We consider moving pieces out of the way or capturing pieces in order to accurately calculate this "future mobility" (See
Appendix E: Example Number 1) where we work out the contents of the mobility tables for three
pieces in a sample middle-game position).
2. We award each piece a bonus based on how much territory it
covers on the board (and how much damage it can inflict or defensive support it can provide) in 3 moves. This could be in
lieu of any fixed number like 300 for Bishop, 500 for rook, etc. Our bonus for mobility in itself will be small -
it is the mobility that leads to positional pressure on another piece that we are primarily interested in.
3. We give a piece an offensive score based on the number
and type of enemy pieces we can attack in 3 moves. We give a piece a defensive score based on how many of our own
pieces it can move to defend in 3 moves. Again, this bonus is reduced for each move it takes to potentially defend such piece.
Again this information is derived from the "future mobility" move maps we just calculated. Extra points can be given
for weak or undefended pieces that we can threaten.
4. The proposed heuristic determines also king safety from these
“future mobility” move maps. We penalize our king if our opponent can move pieces into the 9-square template around
our king within a 3 move window. The penalty is larger if the piece can make it there in 1 or 2 moves, or if the piece
is a queen or rook. We penalize our king if multiple enemy pieces can attack the same square near our king. Our king is free
to move to the center of the board - as long as the enemy cannot mount an attack. The incentive to castle our king will not
be a fixed value, such as a quarter pawn for castling, but rather the reduction obtained in the enemy's ability to move pieces
near our king (the rook involved in the castling maneuver will likely see increased mobility after castling is performed)
The king will come out of hiding "naturally" when the number of pieces on the board is reduced and the enemy does not
have the potential to move these reduced number of pieces near our king. We are likewise free to advance the pawns protecting
our king, again as long as the enemy cannot mount an attack on the monarch. The potential ability of our opponent to mount
an attack on our king is the heuristic we use as the basis for king safety. Optionally, we will consider realistic restrictions
that our own pieces can make to our opponent's ability to move pieces near our king, as discussed in point 6 below. For "King
mobility" in the middle game, we can reward our King for a potential to move to a safer square. For example, if our King has
the potential to castle in the future, we would give it a bonus based on its ability to move to a safer square, and
how safe that square actually is.
5. Pawns are rewarded based on their chance to reach the last rank,
and what they can do (pieces attacked and defended in 3 moves, whether or not they are blocked or movable). The piece mobility
tables we generate should help us identify pawns that cannot be defended by other pawns, or other pieces - it is this weakness
that we should penalize. Doubled or isolated pawns that cannot be potentially attacked or blockaded by our opponent should
not be penalized. Pawns can be awarded a bonus based on the future mobility and offensive/ defensive potential of
a queen that would result if it made it to the back rank, and of course this bonus is reduced by each move it would take the
pawn to get there.
6. The diagonal squares in front of pawns are unlikely locations for
enemy pieces (because the pawn could capture them), and so we should reduce the mobility bonus for enemy pieces that trace
their mobility through stopping points on these particular squares. [In fact, a more ambitious approach will reduce
the mobility bonus for all pieces when they trace mobility through squares attacked by lesser-value pieces.
This concept will result in a more positional style of play.]
Consider now the starting position where our king-side knight has moved to square f3. Let's look at
the piece mobility tables - an 'x' represents a potential move.
|
Figure 3.1 |
1-move map
|
Figure 3.2 |
2-move map
|
Figure 3.3 |
3-move map
|
Figure 3.4 |
As mentioned previously, before we trace mobility through friendly
pieces we must first check and then spend 1 move moving the friendly piece out of the way.

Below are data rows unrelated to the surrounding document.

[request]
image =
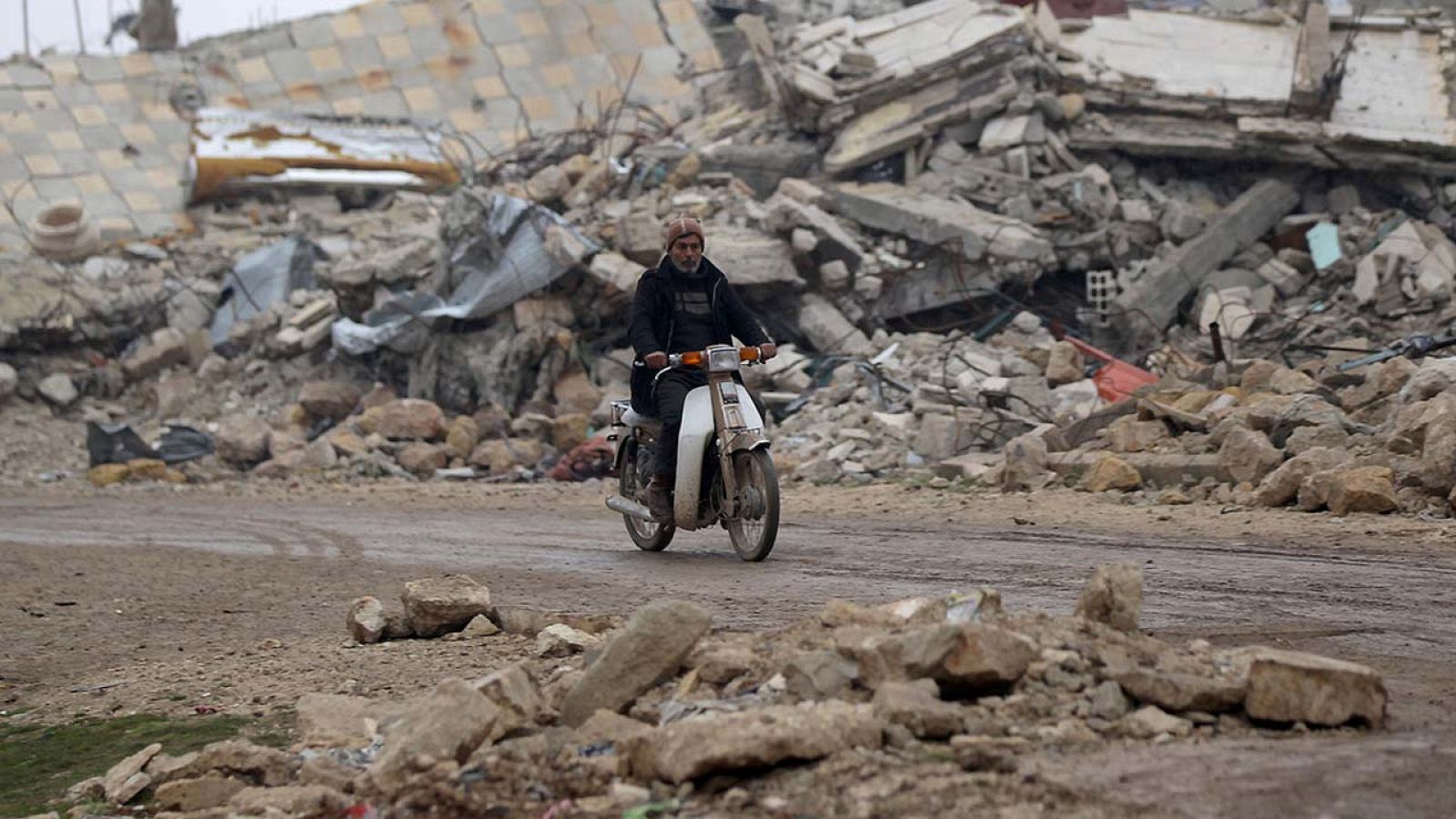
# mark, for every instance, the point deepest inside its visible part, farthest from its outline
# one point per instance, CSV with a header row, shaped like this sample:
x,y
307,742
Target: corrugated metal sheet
x,y
239,150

The squares in figure 3.4 above marked with a circle represent potential moves where our knight has
to first stop on a square attacked by an enemy pawn. The enemy pawn represents a limiting factor
to our piece as it attempts to accomplish objectives. From experience, it is unlikely that the knight can move directly
to this square without being captured, at this present point in time. But our knight might be able to move
to the square in question if our opponent is under pressure and has to move a piece or pieces out of the way. We
would therefore give our knight a reduced bonus for future mobility to these kinds of squares even though it is unlikely at
present that the piece can move directly to this square (due to limiting factors). The positional pressure that our knight
can exert on these kinds of squares (and any pieces located on them) is real but small in quantity, and should
be accounted for in our evaluation function.
However we decide to model (and therefore estimate) the positional pressure of our pieces, we
follow a two-step (or possibly a three-step) process:
1. we calculate the unrestricted future mobility of each chess piece 3 moves into
the future (by updating each piece mobility database from the previous position), then
2. we estimate the realistic operating range/ level of engagement by determining
the limiting factors that bound the unrestricted mobility [see Systems Engineering and Analysis, 4th Edition, by Blanchard and Fabrycky p.162]. We reduce the bonus for accomplishing objectives if the required moves can only be traced through squares
that are likely to result in the piece being captured before it can accomplish its objective (such as, attacking an enemy
piece or defending a friendly piece).
[3. additionally, we may wish to target the limiting factors themselves (the pieces which
restrict the range of our pieces) either directly or indirectly, for example by overloading them.]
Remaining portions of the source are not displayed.